Annual General Meetings
Ordinary General Meeting
The annual general meeting of the company shall be held in each year (other than the year of incorporation) at such time and place as the president or the vice president or any two directors or any director and the secretary or the board shall appoint.
Special General Meetings
The president or the vice president or any two directors or any director and the secretary or the board may convene a special general meeting of the company whenever in their judgment such a meeting is necessary.
Board of Directors
The Board of Directors is our decision-making body, responsible for formulating general guidelines and policies for our business, including our long term investment guidelines, among other duties. The Board is also responsible for appointing one or more directors for the position of CEO, who is or are responsible for supervising and administering all of our general business and affairs, under supervision of the board of directors.

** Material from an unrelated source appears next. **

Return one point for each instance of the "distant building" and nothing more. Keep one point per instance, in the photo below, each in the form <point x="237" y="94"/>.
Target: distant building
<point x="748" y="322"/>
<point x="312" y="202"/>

Committees of the Board of Directors
Nomination and Remuneration Committee
The nomination and remuneration committee will be composed of our two independent directors. These directors will be elected for two-year terms, except for the first committee, which was elected for a three-year term. The nomination and remuneration committee is responsible for (a) after the expiration of the term of office of our current board of directors, recommending to the shareholders independent director candidates for membership to the board of directors and its committees, (b) overseeing our compensation plans, policies and programs and (c) approving the compensation and share option grants of our directors, officers and management.
Audit and Compliance Committee
The audit and compliance committee will assist our board of directors in monitoring the integrity of the financial statements, the independent auditors‘ qualification, independence and performance, the performance of our company‘s internal audit function and compliance by our company with certain legal and regulatory requirements. This committee will consist of two members, all of whom are our independent directors.
The advisory committee is informal and composed of five to ten shareholders members, appointed by the board of directors and with a two-year mandate. Its function is to advise the company’s board on the short and long-term investments, as well as with respect to global trends in our business. Advisory committee members will generally have experience in corporate finance, investment banking or private equity investment. The advisory committee will meet, at least, twice per year.